Think of a time in your life when you came across a physical wall and could not climb over without support. Now for most of us, a door might have been available which opened that took us across to the other side. For some, a rope or a ladder might have accompanied the wall, which in turn might have helped us jump or climb over. Depending on the width and length of that wall, some of us might have also been able to take a huge leap and found ourselves in the protected area that wall was built around. It is probably in most of our experiences though, that without the necessary support or assistance, we never really would have made it to the other side. On the contrary, wall climbing is something that does not really come up constantly in our lives.
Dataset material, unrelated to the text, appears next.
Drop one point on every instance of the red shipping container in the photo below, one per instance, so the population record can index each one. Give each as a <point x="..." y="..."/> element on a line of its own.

2700 years ago, the Ancient people of China started building a strong fortification or what most of us know as the Great Wall, which lays across the historical northern borders of China gloriously. The defensive work was meant to serve as a protection from the northern Mongolian tribes from attack. It was a matter of life and death for them, which frankly could not have been left to risk. Historically, many nations and tribes have done the same.
Security, fear, protection and life are all outstanding reasons for setting up barriers. On my trip to Beijing, when I frequented the Great Wall at Jinshaling, the marvelous structure, of which I only saw a fractional percent of, I remember telling myself “that I have seen it all and if I were to die today, I would be content”. I take that back today. There is so much more out there for discovery and even though this was one of the most enriching experience of my life, I doubt that it’s fair to claim that it was most climactic.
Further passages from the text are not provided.